Ahglock said:
Can you elaborate, what do you find disappointing?
I'm genuinely curious since you've seemed to be agreeing with most of the design decisions up to now. Where did this design decision go different than what you expected?
I'm simply underwhelmed.
Honestly, I anticipated something like the Weapons of Legacy. As I said earlier, I'd be much happier with say, a magical sword (or other item) that gives
no plusses, but offers a sundry ability. Possibly an ability that cannot be mimiced via a spell or class ability (similar to how monsters are given unique abilities made just for that critter rather than just slapping 'Spell-like: See Spell X in PHB').

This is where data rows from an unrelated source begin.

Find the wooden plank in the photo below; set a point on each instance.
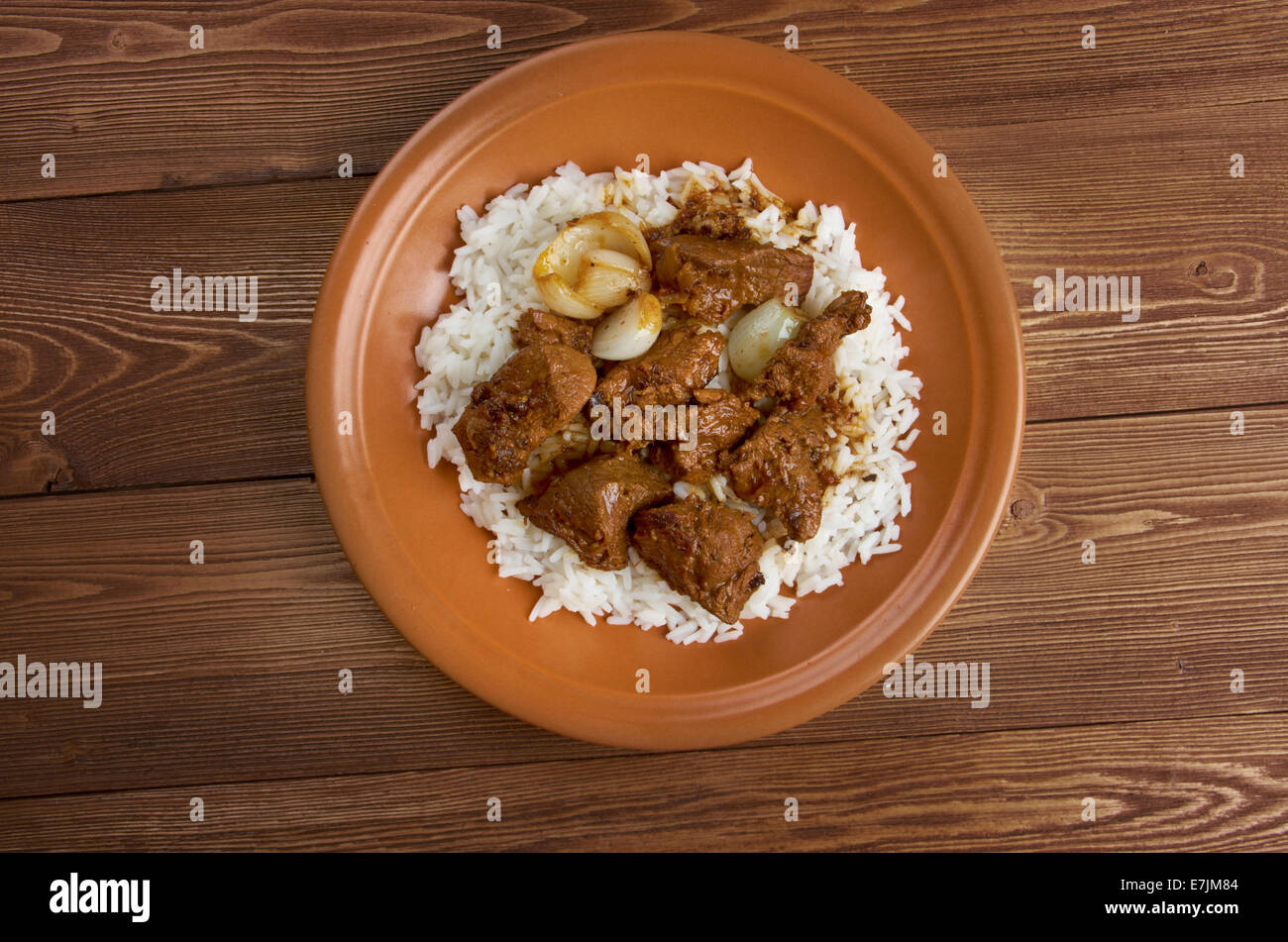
(228, 671)
(281, 89)
(1206, 785)
(132, 390)
(141, 396)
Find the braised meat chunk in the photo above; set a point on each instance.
(544, 327)
(707, 213)
(707, 551)
(590, 506)
(527, 399)
(679, 362)
(722, 421)
(716, 275)
(802, 370)
(781, 468)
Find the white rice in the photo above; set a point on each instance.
(492, 273)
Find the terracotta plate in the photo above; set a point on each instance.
(675, 97)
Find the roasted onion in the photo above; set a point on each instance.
(759, 334)
(595, 262)
(627, 331)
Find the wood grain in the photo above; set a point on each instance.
(1205, 785)
(228, 670)
(281, 89)
(133, 389)
(142, 396)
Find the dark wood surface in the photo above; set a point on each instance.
(1109, 680)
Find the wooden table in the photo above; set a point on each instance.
(1116, 680)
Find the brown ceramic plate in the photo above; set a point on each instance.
(675, 97)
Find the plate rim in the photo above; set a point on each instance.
(725, 721)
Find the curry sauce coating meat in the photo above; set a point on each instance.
(724, 420)
(707, 213)
(527, 399)
(716, 275)
(590, 506)
(544, 327)
(803, 370)
(781, 468)
(707, 551)
(679, 362)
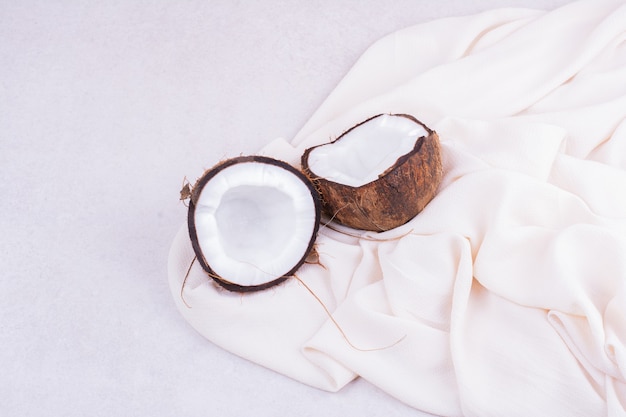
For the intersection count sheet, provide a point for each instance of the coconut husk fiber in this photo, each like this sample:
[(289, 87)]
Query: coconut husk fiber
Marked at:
[(507, 293)]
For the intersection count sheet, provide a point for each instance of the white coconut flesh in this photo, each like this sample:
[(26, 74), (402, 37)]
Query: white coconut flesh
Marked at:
[(366, 151), (254, 221)]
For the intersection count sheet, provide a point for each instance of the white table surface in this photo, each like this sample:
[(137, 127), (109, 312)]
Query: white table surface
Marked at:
[(104, 108)]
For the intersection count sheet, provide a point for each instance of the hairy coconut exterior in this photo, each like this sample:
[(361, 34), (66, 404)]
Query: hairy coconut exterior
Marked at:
[(197, 189), (399, 193)]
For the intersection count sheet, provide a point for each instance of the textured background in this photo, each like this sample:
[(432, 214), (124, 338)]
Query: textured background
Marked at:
[(104, 109)]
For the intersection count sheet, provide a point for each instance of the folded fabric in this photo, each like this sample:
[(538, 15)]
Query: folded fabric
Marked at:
[(506, 296)]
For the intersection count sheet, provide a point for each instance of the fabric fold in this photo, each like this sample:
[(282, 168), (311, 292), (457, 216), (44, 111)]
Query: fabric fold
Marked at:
[(506, 295)]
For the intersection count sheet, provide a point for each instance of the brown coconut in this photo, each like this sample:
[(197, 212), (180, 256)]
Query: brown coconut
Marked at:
[(258, 228), (396, 196)]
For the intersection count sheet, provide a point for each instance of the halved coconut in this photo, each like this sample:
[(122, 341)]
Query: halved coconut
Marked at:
[(252, 222), (379, 174)]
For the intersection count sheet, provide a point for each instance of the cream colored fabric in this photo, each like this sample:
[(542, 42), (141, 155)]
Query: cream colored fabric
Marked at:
[(506, 296)]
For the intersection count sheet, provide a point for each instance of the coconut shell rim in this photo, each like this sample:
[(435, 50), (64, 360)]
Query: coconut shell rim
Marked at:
[(197, 189), (402, 159)]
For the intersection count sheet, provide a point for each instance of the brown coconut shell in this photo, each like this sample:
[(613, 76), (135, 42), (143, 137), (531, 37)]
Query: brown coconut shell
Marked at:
[(195, 193), (397, 196)]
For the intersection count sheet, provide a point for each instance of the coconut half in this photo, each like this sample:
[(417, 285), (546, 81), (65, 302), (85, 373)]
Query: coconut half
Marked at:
[(252, 222), (379, 174)]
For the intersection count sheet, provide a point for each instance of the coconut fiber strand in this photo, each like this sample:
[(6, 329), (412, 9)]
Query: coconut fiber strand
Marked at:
[(507, 294)]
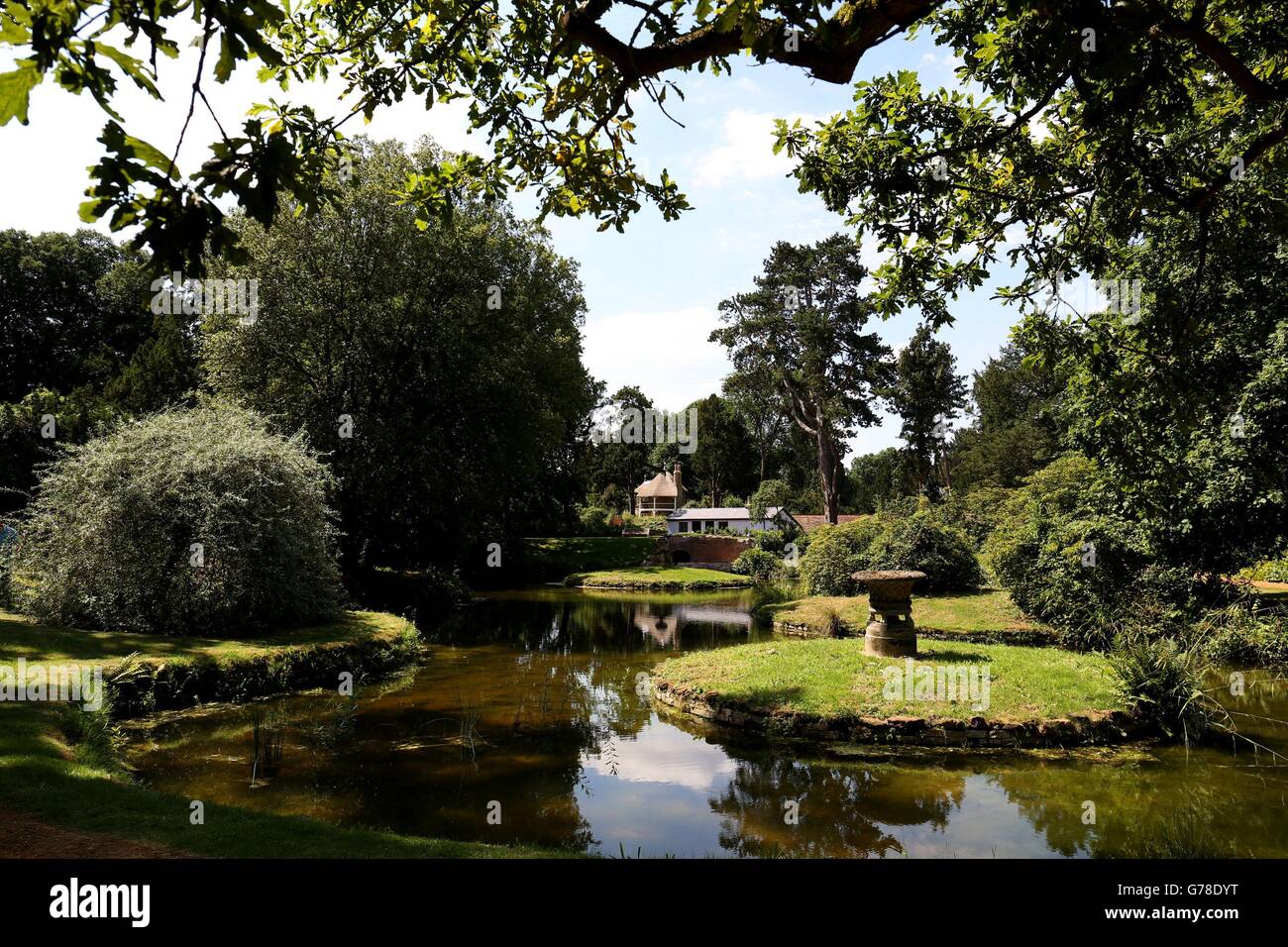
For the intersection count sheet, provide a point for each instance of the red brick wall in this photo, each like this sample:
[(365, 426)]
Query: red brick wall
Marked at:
[(707, 548)]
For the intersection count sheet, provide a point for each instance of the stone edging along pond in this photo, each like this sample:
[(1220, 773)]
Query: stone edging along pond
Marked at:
[(143, 685), (1094, 727), (1030, 638)]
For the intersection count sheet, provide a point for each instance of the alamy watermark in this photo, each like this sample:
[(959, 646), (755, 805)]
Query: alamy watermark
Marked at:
[(632, 425), (174, 295), (1086, 295), (940, 684), (52, 684)]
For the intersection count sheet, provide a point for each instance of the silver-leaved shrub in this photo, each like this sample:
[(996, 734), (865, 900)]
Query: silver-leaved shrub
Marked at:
[(196, 521)]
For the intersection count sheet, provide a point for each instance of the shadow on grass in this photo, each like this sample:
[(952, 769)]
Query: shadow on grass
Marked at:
[(38, 779)]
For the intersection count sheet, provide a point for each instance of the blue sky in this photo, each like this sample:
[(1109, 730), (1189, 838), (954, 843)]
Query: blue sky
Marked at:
[(652, 291)]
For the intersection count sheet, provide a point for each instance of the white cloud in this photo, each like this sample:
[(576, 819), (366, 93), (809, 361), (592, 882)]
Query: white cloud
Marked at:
[(746, 151), (665, 354)]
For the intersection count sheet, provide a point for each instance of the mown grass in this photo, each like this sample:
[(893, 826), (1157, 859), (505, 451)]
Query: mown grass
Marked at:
[(973, 611), (832, 677), (553, 558), (76, 788), (21, 637), (658, 578)]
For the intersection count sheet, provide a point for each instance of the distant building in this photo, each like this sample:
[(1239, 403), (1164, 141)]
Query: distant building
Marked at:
[(732, 518), (661, 495), (811, 521)]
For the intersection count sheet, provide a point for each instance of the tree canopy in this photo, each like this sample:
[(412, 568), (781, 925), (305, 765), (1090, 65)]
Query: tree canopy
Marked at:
[(1142, 105), (804, 326)]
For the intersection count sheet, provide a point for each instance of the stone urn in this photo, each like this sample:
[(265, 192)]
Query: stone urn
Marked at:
[(890, 630)]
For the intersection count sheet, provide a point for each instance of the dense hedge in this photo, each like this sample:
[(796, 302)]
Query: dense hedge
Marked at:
[(760, 565), (944, 553), (890, 541), (188, 522), (1068, 561), (835, 553)]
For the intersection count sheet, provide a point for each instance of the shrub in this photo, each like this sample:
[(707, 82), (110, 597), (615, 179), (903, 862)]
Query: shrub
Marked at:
[(1240, 635), (188, 522), (919, 543), (1164, 684), (1078, 569), (835, 554), (595, 521), (760, 565), (1267, 571), (977, 513)]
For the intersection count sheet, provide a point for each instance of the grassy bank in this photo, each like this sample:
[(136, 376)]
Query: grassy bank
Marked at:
[(552, 558), (77, 787), (658, 578), (964, 613), (832, 677), (150, 673)]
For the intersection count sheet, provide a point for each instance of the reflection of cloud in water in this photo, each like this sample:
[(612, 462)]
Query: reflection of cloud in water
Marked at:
[(666, 755), (665, 624), (986, 822)]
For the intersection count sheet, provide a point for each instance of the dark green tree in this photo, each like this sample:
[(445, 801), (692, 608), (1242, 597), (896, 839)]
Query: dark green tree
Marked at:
[(439, 368), (803, 325), (876, 479), (1016, 429), (928, 393)]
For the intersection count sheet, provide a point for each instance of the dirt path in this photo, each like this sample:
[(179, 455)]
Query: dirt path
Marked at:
[(26, 836)]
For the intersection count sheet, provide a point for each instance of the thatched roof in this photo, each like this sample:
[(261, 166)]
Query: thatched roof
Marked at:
[(662, 484)]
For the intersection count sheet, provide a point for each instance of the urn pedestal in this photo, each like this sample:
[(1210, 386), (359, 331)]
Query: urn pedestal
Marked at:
[(890, 629)]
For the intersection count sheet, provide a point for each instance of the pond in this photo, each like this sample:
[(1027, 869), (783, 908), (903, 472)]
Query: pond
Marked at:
[(527, 723)]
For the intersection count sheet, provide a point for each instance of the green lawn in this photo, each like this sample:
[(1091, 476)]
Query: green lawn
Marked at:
[(658, 578), (21, 637), (962, 612), (77, 788), (553, 558), (832, 677)]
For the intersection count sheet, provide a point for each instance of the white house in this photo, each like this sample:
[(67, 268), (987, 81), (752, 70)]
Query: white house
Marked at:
[(732, 518)]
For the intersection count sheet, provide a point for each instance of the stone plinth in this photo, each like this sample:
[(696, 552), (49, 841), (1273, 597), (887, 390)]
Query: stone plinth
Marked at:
[(890, 630)]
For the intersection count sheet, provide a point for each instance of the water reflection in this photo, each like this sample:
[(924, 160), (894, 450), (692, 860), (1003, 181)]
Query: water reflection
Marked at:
[(531, 699)]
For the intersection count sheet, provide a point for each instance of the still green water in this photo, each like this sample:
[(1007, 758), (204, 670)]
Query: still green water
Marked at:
[(527, 723)]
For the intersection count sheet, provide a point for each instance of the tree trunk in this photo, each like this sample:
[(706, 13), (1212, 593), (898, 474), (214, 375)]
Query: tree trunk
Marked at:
[(828, 471)]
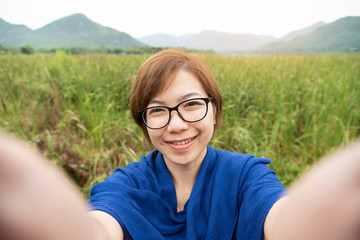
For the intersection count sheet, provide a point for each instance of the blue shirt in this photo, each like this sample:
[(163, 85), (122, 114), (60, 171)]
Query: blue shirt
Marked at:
[(230, 199)]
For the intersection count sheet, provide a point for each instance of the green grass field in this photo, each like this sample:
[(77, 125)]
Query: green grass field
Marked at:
[(75, 109)]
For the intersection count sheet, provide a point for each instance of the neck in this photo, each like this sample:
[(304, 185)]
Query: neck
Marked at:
[(184, 178)]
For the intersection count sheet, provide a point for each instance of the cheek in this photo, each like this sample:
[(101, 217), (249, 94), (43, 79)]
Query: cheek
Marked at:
[(154, 136)]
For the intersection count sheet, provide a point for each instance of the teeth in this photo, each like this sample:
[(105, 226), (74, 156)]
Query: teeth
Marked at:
[(182, 142)]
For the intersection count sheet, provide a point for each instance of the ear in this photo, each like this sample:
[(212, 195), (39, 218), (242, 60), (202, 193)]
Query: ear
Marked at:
[(214, 112)]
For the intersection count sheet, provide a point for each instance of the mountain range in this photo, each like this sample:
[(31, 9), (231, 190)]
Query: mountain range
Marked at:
[(77, 30), (73, 31)]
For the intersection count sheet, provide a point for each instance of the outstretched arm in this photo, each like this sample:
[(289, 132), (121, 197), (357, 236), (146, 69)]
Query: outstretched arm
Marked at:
[(323, 204), (37, 202)]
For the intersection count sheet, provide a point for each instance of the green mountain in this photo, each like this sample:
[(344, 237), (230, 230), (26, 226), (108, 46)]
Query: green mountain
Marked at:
[(72, 31), (342, 35), (12, 34)]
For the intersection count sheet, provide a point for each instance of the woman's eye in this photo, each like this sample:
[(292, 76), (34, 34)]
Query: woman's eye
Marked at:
[(156, 110), (193, 103)]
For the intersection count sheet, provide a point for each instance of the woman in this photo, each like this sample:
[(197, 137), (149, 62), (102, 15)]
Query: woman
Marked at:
[(184, 189)]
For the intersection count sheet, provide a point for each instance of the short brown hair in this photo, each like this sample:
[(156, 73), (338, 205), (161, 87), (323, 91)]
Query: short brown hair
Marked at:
[(159, 70)]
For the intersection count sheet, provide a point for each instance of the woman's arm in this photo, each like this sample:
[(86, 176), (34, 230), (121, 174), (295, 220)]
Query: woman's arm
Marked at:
[(323, 204), (37, 202)]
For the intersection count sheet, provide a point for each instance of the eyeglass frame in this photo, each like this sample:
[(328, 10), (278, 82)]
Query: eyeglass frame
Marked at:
[(176, 108)]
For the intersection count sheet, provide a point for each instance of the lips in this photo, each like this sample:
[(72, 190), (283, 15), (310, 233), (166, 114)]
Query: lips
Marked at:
[(181, 143)]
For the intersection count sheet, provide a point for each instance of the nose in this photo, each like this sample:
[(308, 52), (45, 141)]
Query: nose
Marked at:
[(176, 123)]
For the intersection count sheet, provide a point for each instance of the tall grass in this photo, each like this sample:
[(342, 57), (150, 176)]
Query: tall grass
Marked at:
[(75, 109)]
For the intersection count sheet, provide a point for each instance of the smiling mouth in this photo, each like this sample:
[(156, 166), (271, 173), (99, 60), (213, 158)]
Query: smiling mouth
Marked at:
[(178, 143)]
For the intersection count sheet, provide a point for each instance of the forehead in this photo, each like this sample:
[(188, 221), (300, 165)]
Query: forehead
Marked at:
[(184, 85)]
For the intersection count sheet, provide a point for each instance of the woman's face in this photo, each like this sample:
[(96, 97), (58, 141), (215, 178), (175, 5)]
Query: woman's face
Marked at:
[(181, 142)]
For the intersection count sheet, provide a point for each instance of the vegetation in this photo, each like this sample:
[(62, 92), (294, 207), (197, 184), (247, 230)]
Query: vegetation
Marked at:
[(75, 109)]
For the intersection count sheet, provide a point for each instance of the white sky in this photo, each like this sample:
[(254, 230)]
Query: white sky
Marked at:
[(145, 17)]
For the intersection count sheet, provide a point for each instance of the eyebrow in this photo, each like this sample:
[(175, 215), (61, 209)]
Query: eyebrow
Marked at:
[(182, 98)]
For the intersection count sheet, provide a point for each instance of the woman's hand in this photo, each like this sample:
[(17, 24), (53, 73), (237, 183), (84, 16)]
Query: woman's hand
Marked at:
[(37, 201), (323, 204)]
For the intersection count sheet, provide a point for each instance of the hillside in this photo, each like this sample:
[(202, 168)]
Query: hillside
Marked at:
[(218, 41), (12, 34), (342, 35), (294, 34), (72, 31)]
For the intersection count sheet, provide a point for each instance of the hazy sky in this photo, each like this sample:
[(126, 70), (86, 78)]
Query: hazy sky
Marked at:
[(145, 17)]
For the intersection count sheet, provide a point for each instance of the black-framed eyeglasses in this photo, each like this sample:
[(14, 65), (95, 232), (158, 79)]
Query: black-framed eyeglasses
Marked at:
[(191, 110)]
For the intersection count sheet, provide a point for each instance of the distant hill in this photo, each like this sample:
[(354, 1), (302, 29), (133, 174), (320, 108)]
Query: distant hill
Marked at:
[(73, 31), (12, 34), (342, 35), (208, 39), (294, 34)]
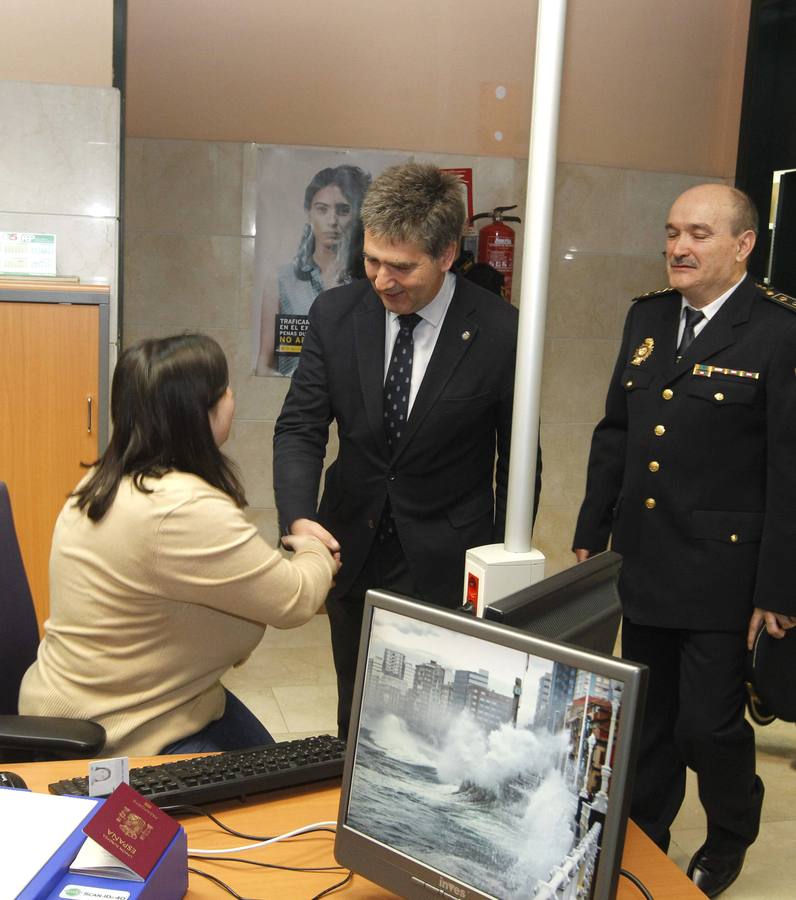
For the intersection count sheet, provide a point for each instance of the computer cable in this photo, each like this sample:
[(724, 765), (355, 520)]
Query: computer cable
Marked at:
[(637, 882), (198, 810), (305, 829)]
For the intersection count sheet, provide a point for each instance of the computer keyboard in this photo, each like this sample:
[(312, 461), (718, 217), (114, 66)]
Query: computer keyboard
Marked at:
[(232, 774)]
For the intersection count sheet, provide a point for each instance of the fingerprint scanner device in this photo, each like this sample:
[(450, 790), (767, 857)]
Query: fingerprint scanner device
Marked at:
[(483, 761), (491, 572)]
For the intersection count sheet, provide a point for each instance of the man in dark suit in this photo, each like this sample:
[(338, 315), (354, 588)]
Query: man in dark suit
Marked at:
[(691, 473), (412, 485)]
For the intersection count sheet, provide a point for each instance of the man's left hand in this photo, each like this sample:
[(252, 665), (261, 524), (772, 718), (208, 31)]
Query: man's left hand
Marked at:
[(776, 624)]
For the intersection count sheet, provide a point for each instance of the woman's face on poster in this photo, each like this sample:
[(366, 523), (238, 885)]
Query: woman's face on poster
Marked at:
[(330, 216)]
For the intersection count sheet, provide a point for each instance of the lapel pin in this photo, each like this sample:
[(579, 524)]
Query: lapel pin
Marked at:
[(643, 352)]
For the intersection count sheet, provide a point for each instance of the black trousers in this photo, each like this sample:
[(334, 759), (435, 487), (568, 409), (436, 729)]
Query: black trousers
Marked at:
[(385, 568), (694, 718)]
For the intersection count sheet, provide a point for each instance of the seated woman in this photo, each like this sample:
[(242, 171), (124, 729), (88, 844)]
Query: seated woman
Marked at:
[(158, 582)]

Less +2 Flaming sword and more Cloak of the Bat. When a villain whips out his magical item, the PCs should crowd around the table and wait anxiously to see what it's going to
do. Instead we get "Hey, he's got a flail. Anyone here need a flail? No? Then we'll just toss that into the sell pile."
Granted, I'm not a huge low magic fan; I like my high fantasy, yet I think the fewer magical weapons/items PCs get, the better. PCs only having 2-3 magical items that have several abilities is much better than the tacklebox. Maybe PCs getting only 3 magic swords in their entire career would be cool (One for Heroic, one for Paragon, and one for Epic).
But I also suck at deciding on loot; I'm a terrible bookkeeper and deciding what my PCs need, and what I should give them. This system (level based GP value, level based items) make it much simpler than trying to fidget with the wealth by level and figuring 'I need to give them ten pouches of 200 gold or three items of at least 600gp'.
And the MageMart notion just sort've drags at my sense of immersion. I have a running joke with another gamer that shopkeepers are regularly going on dungeoncrawls so they can have the XP to burn on making magical items.